My journey through the James Bond chronology moved from the page to audiobooks this week, as I've been listening in acknowledged sequence on a cross-country drive from New York to California. I'm two days into my four day journey as I'm compiling my thoughts on a few of these, starting with Goldfinger as read by Hugh Bonneville. You may know Bonneville from various film and television roles, perhaps most notably Downton Abbey, Twenty Twelve and W1A. Interestingly, one of his first film roles was in a Bond film, where he had a few seconds of screen time in the not terribly good Tomorrow Never Dies (1997). Bonneville is one of several British actors of note who tackled a Bond novel a few years ago, and he does a terrific job here of keeping the action rolling along, even through some of Ian Fleming's trademark slogs through technical tedium. Say that five times fast.

Goldfinger was first published in 1959, hitting the silver screen as the third - and for many, best - James Bond film five years later.
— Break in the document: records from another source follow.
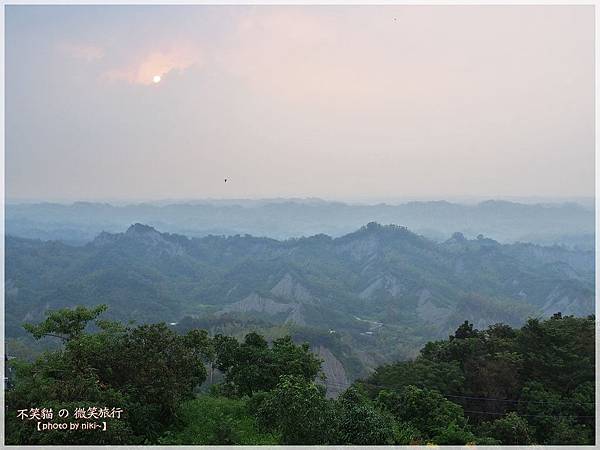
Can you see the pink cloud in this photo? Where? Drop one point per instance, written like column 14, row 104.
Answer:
column 156, row 62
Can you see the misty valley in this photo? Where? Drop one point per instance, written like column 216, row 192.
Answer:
column 367, row 322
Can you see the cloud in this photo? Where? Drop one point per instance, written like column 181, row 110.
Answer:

It can be difficult when a film is so iconic to separate actors cast in certain roles from their description in the source material. Such is always the case with Bond himself, who I never picture as Fleming described, but sometimes an amalgamation of various actors who've played him in movies. Gert Fröbe, who played Auric Goldfinger in the film adaptation, is perhaps a foot taller than the character as described by Fleming, but fuck it; Fröbe is who I pictured.
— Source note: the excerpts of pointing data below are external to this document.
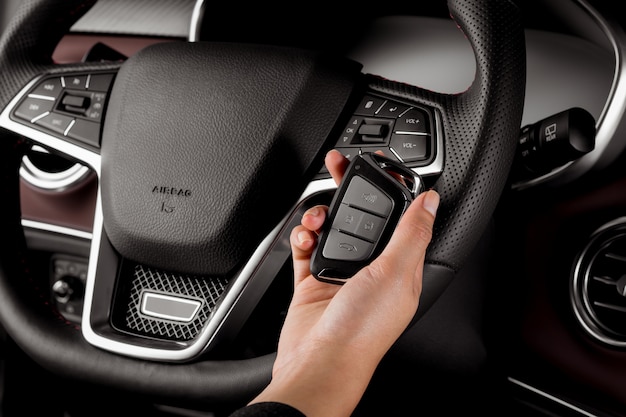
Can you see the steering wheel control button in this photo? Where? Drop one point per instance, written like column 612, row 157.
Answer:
column 391, row 109
column 33, row 108
column 75, row 82
column 369, row 106
column 56, row 122
column 71, row 106
column 410, row 148
column 85, row 131
column 49, row 88
column 67, row 282
column 168, row 307
column 414, row 121
column 99, row 82
column 350, row 131
column 373, row 194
Quite a lot of the book made it into the movie, though thankfully most of Fleming's renowned racism did not. In the book, Koreans are described as animals, confused with people from other Asian countries, and are generally made to look inferior to straight white men.
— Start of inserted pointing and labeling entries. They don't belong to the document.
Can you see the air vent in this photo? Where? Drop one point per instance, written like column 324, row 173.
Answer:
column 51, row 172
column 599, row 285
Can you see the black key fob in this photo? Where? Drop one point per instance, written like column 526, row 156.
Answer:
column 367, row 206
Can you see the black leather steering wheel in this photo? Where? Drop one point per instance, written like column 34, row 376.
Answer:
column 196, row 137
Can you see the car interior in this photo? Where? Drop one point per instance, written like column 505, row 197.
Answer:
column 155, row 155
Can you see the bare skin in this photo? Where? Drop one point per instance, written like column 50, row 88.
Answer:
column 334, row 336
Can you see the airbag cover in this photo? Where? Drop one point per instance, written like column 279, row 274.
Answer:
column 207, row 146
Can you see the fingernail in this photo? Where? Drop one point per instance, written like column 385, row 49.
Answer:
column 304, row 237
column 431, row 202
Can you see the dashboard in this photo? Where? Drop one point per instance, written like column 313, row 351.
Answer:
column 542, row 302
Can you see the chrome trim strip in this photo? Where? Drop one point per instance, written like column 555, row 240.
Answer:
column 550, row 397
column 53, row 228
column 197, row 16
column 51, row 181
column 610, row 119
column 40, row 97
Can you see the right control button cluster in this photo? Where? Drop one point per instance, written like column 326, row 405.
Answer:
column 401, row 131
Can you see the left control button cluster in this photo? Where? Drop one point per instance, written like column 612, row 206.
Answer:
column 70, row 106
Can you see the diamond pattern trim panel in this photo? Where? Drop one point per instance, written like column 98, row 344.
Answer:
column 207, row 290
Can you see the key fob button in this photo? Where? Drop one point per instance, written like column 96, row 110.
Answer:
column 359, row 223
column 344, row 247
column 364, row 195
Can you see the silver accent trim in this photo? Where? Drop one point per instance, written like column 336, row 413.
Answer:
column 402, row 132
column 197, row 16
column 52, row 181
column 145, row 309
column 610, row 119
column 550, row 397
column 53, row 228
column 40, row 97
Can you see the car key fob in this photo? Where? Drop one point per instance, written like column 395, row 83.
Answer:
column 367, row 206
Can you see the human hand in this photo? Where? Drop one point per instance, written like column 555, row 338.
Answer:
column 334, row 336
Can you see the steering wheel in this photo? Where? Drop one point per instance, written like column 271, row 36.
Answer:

In previous books, Fleming has also used Bond and other characters to espouse his ridiculous theories about both women and homosexuals. Here, he gets uglier still...

"Bond came to the conclusion that Tilly Masterton was one of those girls whose hormones had got mixed up. He knew the type well and thought they and their male counterparts were a direct consequence of giving votes to women and ‘sex equality’. As a result of fifty years of emancipation, feminine qualities were dying out or being transferred to the males. Pansies of both sexes were everywhere, not yet completely homosexual, but confused, not knowing what they were. The result was a herd of unhappy sexual misfits – barren and full of frustrations, the women wanting to dominate and the men to be nannied. He was sorry for them, but he had no time for them."

God, what a fucking dick. It's like the Trump platform minus all the jingoism, racism and paranoia.

One notable area where the book differs significantly from the film is in the depiction of Pussy Galore, who here is a leader of a lesbian gang of cat burglars rather than the leader of a female flying circus. She's a more compelling character in the film, mostly because Fleming can't possibly introduce an attractive woman who doesn't succumb to Bond's manly charms, even if she is a lesbian. Tilly Masterson is also revealed to be a lesbian, and while she doesn't succumb to Bond's manly charms, it may only be due to her dying on a train platform; plus Bond was already turning Pussy Galore.

The book also stays away from Kentucky until the raid on Fort Knox, which is unfortunate because the scenes in the film on Goldfinger's horse farm are pretty neat.

I love the film, and I'd give it just shy of five stars. The book is docked a full star for Fleming's consistently ignorant bigotry, misogyny and homophobia.